In the autumn last year, I bought Michael Rosen’s ‘Book of Play’, published in association with the Wellcome Collection it explores the concept of play and why it is important for humans of all ages to continue playing.
Play is important for creativity, resilience and wellbeing. I remember my grandmother saying that boredom was the mother of invention and how true that is; perhaps Newton sat under that tree bored until an apple fell on his head and the wondering began. Wondering is play, I wonder if, I wonder what, I wonder how are all precursors to discovery and invention, science is based on play for without wonder we would be without many inventions and discoveries that make our lives so much richer.
As we spend time in lockdown, many move almost seamlessly between scanning the internet, catching up on box sets, or using numerous apps on their phone to keep in touch in a virtual world, but sometimes there comes a moment when there is nothing. This is called ‘liminal space’ and it is here that we register boredom, but it is also here that we have the opportunity to play. Maybe we need more liminal space in our lives to begin to experience again the wonder of creation in all its technicolour glory. Maybe lockdown is the opportunity to rediscover play.
Play is not just discovering our external world afresh but also our inner world, as Michael Rosen says, ‘we can think of ourselves as explorers of the mind, or archaeologists of our memories, picking up stuff, turning it over and working out why it is there.’ Play can help us cope with change and make us more flexible, and we are faced with lots of change at the moment and we do need to be flexible for the future.
Play can teach us that we can change the rules, just because something has always been done one way does not mean we cannot discover a new way to do. Take worship at the moment, around the country churches are discovering new ways of worshipping together and those ways are appealing to new people, people who would never dream of entering a church building. When we stand outside and clap or bang ‘instruments’ in support of key workers we are playing. Exploring different ways of doing things. There is a structure and order to play and play creates structure and order, often a new structure or order, and that is one of the ways we can participate in creation. Playing around with garden design or changing the order of furniture in the room is play. Play is about objects and also about imagining, play can be imagining a new scenario, playing out a new role. Robert Louis Stevenson explored play in poems and essays, porridge with sugar was a land covered in snow, porridge with milk was a land being flooded, as you eat you create islands or pockets of land not covered in snow and you can imagine how this affects the people who live in the land. One of the songs I remember from childhood is ‘Wynken, Blynken and Nod’ who set sail one night to a land of porpoises and whales.

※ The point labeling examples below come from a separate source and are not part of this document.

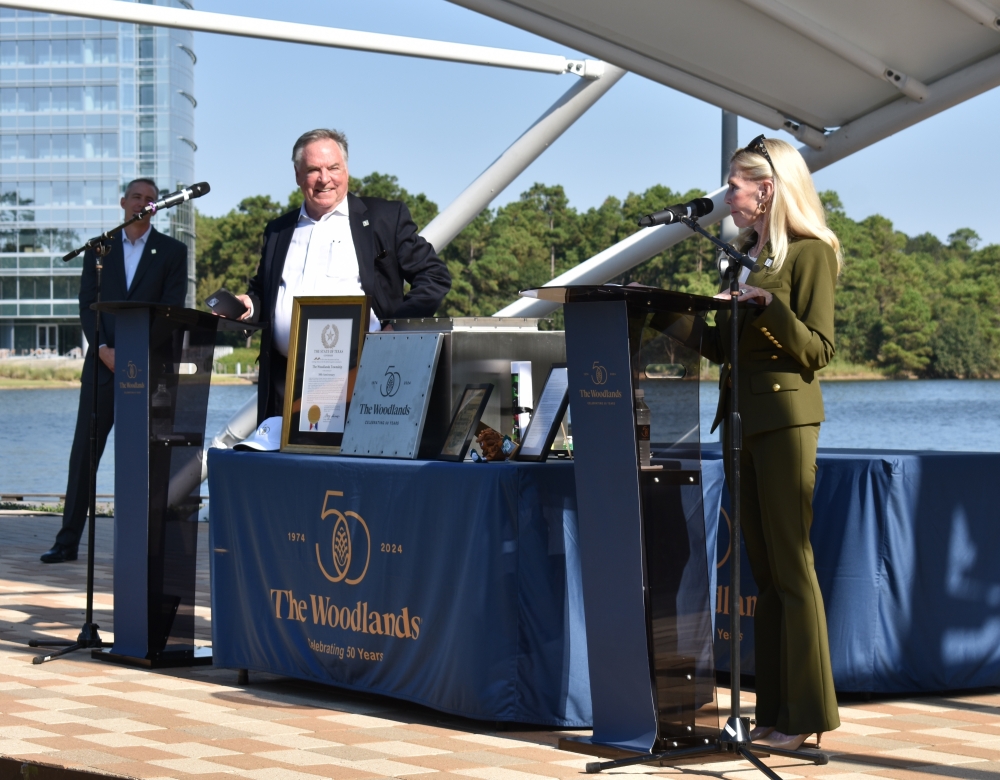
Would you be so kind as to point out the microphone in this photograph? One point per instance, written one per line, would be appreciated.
(693, 209)
(175, 198)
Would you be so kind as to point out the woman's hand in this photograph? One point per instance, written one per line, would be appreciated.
(748, 293)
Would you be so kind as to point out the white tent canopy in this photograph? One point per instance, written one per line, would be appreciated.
(808, 66)
(840, 76)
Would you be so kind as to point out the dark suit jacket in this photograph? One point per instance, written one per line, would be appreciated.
(160, 277)
(389, 252)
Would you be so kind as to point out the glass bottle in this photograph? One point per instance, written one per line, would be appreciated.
(642, 420)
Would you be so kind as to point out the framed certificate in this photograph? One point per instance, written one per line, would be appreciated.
(541, 431)
(323, 353)
(463, 424)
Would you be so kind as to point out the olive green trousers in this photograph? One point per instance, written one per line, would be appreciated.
(794, 680)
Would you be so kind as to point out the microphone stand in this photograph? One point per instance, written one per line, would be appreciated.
(735, 735)
(89, 636)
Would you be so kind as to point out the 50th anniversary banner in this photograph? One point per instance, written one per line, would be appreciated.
(345, 544)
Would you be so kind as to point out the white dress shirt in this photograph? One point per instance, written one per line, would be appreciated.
(321, 260)
(133, 254)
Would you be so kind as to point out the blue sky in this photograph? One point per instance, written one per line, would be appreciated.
(437, 125)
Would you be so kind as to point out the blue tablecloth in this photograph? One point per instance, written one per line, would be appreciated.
(476, 571)
(906, 549)
(452, 585)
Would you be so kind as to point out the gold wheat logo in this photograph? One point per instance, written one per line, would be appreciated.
(342, 544)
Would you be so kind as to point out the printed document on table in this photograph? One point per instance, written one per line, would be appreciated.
(325, 368)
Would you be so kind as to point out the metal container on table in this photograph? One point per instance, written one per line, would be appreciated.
(480, 349)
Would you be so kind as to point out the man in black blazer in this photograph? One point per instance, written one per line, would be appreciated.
(336, 244)
(143, 265)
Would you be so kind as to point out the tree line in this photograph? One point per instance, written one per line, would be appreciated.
(905, 306)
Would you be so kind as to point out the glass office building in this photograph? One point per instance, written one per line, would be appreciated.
(85, 107)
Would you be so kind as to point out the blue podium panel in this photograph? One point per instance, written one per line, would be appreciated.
(642, 534)
(454, 585)
(904, 546)
(162, 376)
(600, 389)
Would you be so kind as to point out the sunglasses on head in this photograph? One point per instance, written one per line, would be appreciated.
(757, 147)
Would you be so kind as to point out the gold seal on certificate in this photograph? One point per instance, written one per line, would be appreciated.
(324, 349)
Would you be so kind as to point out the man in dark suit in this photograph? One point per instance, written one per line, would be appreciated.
(336, 244)
(143, 265)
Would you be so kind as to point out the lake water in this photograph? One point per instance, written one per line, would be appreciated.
(930, 414)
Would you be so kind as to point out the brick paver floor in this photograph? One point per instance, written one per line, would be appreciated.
(80, 713)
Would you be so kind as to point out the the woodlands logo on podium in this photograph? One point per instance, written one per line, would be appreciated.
(346, 559)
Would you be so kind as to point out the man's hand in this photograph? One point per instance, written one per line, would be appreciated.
(748, 293)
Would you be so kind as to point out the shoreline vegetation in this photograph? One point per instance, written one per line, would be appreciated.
(50, 374)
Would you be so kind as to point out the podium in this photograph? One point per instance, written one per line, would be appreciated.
(642, 529)
(163, 370)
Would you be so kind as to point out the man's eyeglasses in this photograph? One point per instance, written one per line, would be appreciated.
(757, 147)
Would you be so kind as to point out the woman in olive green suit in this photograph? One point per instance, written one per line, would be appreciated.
(783, 342)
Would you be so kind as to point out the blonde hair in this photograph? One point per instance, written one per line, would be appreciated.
(795, 209)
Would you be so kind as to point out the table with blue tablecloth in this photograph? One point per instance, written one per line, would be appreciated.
(457, 585)
(454, 585)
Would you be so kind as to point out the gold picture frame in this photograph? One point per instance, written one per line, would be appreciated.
(331, 371)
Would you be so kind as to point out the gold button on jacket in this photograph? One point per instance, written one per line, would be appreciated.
(780, 388)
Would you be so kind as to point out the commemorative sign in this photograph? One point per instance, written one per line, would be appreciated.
(392, 395)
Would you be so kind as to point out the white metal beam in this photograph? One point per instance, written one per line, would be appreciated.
(863, 132)
(271, 30)
(842, 47)
(979, 12)
(646, 66)
(524, 151)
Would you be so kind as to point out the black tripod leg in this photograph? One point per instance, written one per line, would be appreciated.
(745, 752)
(599, 766)
(813, 756)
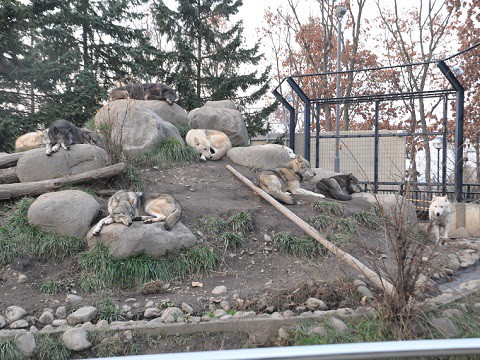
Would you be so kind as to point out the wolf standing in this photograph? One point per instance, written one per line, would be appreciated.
(441, 216)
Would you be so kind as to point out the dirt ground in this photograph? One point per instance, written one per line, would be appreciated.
(257, 272)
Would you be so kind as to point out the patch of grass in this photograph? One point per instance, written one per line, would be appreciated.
(321, 222)
(51, 287)
(347, 226)
(211, 224)
(21, 238)
(233, 241)
(50, 347)
(303, 246)
(328, 207)
(110, 311)
(9, 351)
(370, 218)
(241, 222)
(101, 271)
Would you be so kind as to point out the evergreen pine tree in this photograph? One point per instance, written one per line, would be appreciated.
(206, 58)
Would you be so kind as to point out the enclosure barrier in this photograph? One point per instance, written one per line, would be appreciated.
(374, 350)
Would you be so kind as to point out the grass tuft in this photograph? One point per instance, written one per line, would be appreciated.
(9, 351)
(101, 271)
(109, 311)
(51, 287)
(233, 241)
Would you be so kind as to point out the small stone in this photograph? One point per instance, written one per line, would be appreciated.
(61, 312)
(14, 313)
(46, 318)
(219, 290)
(25, 342)
(76, 339)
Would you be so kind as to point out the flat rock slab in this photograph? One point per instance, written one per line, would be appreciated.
(127, 241)
(34, 165)
(68, 212)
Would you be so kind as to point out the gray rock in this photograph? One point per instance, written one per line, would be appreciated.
(76, 339)
(19, 324)
(174, 114)
(25, 342)
(46, 318)
(34, 165)
(446, 327)
(315, 304)
(219, 290)
(134, 126)
(264, 157)
(61, 312)
(127, 241)
(14, 313)
(226, 120)
(82, 315)
(339, 325)
(69, 212)
(151, 312)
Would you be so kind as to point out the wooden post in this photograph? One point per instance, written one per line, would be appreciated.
(376, 279)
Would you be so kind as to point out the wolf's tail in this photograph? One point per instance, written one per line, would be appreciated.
(172, 219)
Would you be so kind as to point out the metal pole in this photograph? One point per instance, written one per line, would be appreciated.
(340, 11)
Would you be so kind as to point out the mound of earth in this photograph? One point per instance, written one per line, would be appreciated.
(256, 272)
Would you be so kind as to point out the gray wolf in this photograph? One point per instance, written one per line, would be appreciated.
(128, 206)
(441, 216)
(282, 182)
(210, 144)
(150, 91)
(31, 140)
(63, 133)
(339, 187)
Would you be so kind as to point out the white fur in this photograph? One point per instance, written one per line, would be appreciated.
(441, 216)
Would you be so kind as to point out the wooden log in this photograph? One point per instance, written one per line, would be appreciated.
(376, 279)
(8, 176)
(35, 188)
(9, 160)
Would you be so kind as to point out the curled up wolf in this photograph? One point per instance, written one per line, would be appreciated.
(128, 206)
(62, 133)
(282, 182)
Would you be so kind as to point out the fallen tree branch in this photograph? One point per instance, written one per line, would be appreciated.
(35, 188)
(376, 279)
(9, 160)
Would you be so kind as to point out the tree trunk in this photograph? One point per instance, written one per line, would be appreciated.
(9, 191)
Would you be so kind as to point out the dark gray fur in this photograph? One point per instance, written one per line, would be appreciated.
(339, 187)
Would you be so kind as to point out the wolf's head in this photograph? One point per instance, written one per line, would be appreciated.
(440, 206)
(301, 167)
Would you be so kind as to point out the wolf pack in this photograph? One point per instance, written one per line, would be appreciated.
(125, 207)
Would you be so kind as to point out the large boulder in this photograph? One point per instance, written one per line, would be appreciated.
(34, 165)
(264, 157)
(219, 115)
(127, 241)
(68, 212)
(134, 126)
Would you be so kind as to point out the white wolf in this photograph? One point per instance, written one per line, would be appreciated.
(210, 144)
(441, 216)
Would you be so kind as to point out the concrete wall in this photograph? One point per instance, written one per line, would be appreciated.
(357, 155)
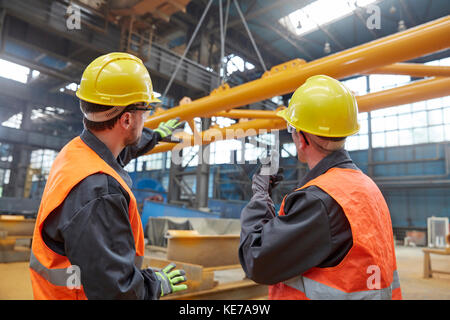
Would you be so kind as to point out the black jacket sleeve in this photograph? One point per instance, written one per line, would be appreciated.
(148, 141)
(313, 233)
(93, 230)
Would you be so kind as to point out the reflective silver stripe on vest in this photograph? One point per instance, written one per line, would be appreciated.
(396, 281)
(60, 277)
(57, 277)
(318, 291)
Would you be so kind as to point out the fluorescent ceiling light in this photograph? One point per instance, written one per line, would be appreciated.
(319, 13)
(236, 63)
(14, 71)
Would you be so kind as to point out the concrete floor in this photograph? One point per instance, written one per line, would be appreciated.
(15, 280)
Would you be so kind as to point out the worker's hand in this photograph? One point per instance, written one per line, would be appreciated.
(266, 183)
(165, 129)
(170, 279)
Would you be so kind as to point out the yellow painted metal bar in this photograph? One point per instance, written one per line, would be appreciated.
(413, 69)
(410, 93)
(235, 131)
(285, 78)
(247, 113)
(416, 91)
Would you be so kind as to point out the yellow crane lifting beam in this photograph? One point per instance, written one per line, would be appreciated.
(413, 92)
(285, 78)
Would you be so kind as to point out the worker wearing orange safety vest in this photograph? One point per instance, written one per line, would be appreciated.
(88, 241)
(332, 237)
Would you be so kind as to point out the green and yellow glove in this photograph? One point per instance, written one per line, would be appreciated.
(170, 279)
(165, 129)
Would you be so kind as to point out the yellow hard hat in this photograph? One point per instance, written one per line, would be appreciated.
(323, 106)
(116, 79)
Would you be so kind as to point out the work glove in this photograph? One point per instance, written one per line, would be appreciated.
(165, 129)
(170, 279)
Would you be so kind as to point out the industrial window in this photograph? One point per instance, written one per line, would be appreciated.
(360, 140)
(14, 71)
(149, 162)
(40, 163)
(419, 122)
(14, 121)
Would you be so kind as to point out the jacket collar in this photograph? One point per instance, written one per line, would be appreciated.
(102, 150)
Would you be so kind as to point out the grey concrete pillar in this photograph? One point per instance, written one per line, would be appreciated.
(21, 160)
(202, 178)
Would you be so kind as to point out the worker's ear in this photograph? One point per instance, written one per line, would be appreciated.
(126, 120)
(299, 140)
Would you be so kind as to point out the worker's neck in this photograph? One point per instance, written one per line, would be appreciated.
(313, 159)
(112, 140)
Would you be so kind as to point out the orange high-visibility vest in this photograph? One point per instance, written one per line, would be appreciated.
(369, 270)
(52, 275)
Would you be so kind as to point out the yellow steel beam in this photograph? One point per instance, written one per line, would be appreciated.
(285, 78)
(413, 69)
(235, 131)
(410, 93)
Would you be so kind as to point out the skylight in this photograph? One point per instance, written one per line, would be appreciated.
(319, 13)
(14, 71)
(236, 63)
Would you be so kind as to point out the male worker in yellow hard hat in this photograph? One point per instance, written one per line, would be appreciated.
(332, 237)
(88, 240)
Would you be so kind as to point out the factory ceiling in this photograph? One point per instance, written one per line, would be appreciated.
(34, 34)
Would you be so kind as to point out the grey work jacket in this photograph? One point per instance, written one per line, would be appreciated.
(92, 228)
(314, 232)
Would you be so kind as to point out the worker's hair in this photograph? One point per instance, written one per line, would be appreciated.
(88, 107)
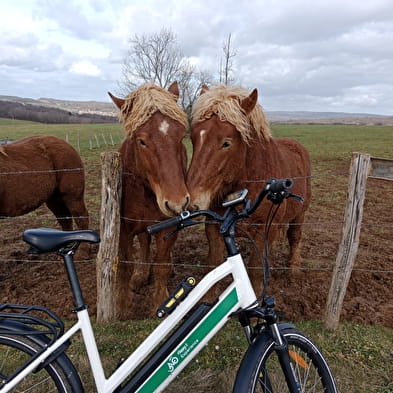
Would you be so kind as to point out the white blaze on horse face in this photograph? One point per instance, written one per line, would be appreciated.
(202, 135)
(164, 126)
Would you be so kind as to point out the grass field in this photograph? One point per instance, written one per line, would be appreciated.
(361, 356)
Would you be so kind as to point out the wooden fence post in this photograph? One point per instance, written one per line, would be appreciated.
(107, 258)
(350, 238)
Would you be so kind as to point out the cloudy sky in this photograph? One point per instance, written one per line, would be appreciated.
(320, 55)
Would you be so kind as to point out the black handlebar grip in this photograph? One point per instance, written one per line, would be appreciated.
(171, 222)
(280, 185)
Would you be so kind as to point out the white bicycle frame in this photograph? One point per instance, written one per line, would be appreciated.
(238, 294)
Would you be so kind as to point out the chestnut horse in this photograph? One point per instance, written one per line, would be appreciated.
(234, 149)
(154, 166)
(43, 169)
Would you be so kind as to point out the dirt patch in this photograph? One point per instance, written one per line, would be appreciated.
(41, 279)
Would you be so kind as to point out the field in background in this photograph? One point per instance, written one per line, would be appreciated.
(361, 354)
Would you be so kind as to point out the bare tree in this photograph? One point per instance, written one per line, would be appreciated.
(158, 58)
(155, 58)
(226, 64)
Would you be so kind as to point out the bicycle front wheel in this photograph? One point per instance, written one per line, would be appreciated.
(260, 370)
(56, 376)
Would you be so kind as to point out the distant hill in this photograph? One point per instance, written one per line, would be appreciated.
(51, 110)
(48, 110)
(306, 117)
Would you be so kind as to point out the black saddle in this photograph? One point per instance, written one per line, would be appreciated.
(44, 240)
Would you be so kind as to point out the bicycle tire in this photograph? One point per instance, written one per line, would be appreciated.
(260, 370)
(59, 375)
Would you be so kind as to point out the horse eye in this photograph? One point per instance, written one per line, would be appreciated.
(226, 144)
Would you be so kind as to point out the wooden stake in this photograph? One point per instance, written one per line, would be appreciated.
(350, 238)
(107, 258)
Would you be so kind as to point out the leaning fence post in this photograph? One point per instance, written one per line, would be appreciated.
(107, 258)
(350, 238)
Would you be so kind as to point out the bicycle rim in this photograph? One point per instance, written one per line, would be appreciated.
(310, 368)
(15, 351)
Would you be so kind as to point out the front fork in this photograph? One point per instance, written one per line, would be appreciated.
(281, 348)
(270, 326)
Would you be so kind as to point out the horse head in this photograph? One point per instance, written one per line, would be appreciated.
(153, 150)
(221, 134)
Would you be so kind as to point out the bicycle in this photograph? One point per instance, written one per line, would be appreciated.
(279, 357)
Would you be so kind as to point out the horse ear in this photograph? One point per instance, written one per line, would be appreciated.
(249, 102)
(174, 89)
(204, 89)
(119, 102)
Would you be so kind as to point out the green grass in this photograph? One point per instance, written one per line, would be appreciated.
(360, 356)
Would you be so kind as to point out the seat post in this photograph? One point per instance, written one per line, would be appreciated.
(68, 257)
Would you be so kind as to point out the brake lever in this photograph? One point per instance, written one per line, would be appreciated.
(296, 197)
(183, 224)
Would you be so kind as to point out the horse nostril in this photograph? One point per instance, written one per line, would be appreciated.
(187, 202)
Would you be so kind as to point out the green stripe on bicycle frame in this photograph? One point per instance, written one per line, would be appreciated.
(192, 342)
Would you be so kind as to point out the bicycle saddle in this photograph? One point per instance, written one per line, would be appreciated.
(44, 240)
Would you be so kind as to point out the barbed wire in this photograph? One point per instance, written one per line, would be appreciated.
(197, 266)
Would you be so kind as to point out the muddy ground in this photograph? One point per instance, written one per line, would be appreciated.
(369, 298)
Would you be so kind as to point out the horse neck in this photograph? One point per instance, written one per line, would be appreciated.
(128, 160)
(262, 159)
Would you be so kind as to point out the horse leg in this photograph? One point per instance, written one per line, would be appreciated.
(57, 206)
(256, 267)
(162, 268)
(294, 235)
(78, 210)
(141, 272)
(216, 256)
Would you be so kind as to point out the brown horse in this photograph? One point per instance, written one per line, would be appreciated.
(234, 149)
(43, 169)
(154, 165)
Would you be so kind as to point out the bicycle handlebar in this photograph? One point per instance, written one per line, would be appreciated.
(277, 190)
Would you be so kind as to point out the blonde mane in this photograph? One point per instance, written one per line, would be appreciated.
(143, 102)
(224, 101)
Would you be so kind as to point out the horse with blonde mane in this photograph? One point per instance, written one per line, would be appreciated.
(43, 169)
(154, 164)
(234, 149)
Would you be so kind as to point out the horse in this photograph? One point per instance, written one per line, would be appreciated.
(43, 169)
(154, 162)
(233, 148)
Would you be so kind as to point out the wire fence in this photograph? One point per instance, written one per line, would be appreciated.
(314, 225)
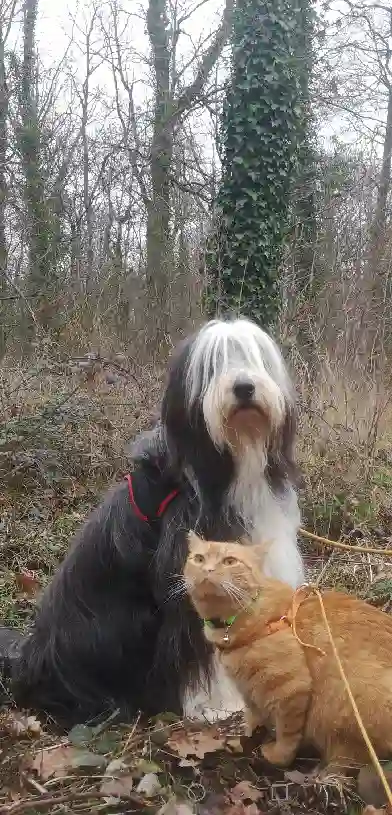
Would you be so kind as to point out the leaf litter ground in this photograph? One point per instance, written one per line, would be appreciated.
(164, 767)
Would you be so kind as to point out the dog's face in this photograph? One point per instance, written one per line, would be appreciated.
(242, 384)
(242, 407)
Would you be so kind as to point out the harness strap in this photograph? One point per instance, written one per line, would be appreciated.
(162, 506)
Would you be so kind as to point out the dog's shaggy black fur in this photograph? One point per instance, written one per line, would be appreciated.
(110, 631)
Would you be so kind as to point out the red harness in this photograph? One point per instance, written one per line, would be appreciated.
(162, 506)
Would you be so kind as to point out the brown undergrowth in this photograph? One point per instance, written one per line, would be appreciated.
(64, 429)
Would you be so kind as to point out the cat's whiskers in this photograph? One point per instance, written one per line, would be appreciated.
(181, 586)
(235, 593)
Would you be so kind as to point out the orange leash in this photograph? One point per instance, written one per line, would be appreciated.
(373, 755)
(346, 546)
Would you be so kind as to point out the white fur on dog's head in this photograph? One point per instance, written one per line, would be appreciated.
(226, 353)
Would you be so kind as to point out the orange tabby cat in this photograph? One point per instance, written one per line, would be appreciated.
(292, 687)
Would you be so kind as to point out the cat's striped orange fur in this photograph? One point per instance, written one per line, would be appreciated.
(295, 689)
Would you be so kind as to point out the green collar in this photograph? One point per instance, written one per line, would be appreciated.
(215, 622)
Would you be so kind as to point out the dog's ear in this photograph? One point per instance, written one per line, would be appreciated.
(193, 539)
(244, 540)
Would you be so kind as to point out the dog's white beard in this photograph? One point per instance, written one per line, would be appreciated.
(275, 520)
(222, 701)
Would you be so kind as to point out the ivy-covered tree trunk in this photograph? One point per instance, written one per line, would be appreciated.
(3, 191)
(262, 123)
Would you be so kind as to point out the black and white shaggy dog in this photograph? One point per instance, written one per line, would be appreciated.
(114, 629)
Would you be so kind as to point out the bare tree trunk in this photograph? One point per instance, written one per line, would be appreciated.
(377, 304)
(158, 215)
(3, 191)
(380, 215)
(169, 109)
(86, 184)
(39, 277)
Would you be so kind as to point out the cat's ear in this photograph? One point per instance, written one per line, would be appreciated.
(193, 539)
(260, 550)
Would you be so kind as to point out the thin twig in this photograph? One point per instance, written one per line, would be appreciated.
(68, 798)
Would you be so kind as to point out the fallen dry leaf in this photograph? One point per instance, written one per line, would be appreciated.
(235, 745)
(60, 760)
(175, 807)
(370, 788)
(49, 763)
(244, 791)
(240, 808)
(195, 744)
(27, 582)
(19, 725)
(298, 778)
(149, 785)
(117, 787)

So, if you are bored, rejoice and begin playing. Challenge yourself – how many ice cubes can you stack without them tumbling, from what distance can you throw a teabag into a cup, can you throw the bread into the toaster slot, from how far away can you do it? Get the ingredients for a recipe out and develop a new recipe from the same ingredients; perhaps you have some Lego around for grandchildren, how many different things can you make with the same set of bricks?
If there are two or more of you start a challenge cup to see who can be the most creative, celebrating the new ideas you come across. Play with your imagination and write a story about a character trapped in a situation and how they escape, or anything else you can think of, just PLAY. It will do us a all the world of good and who knows where it might lead?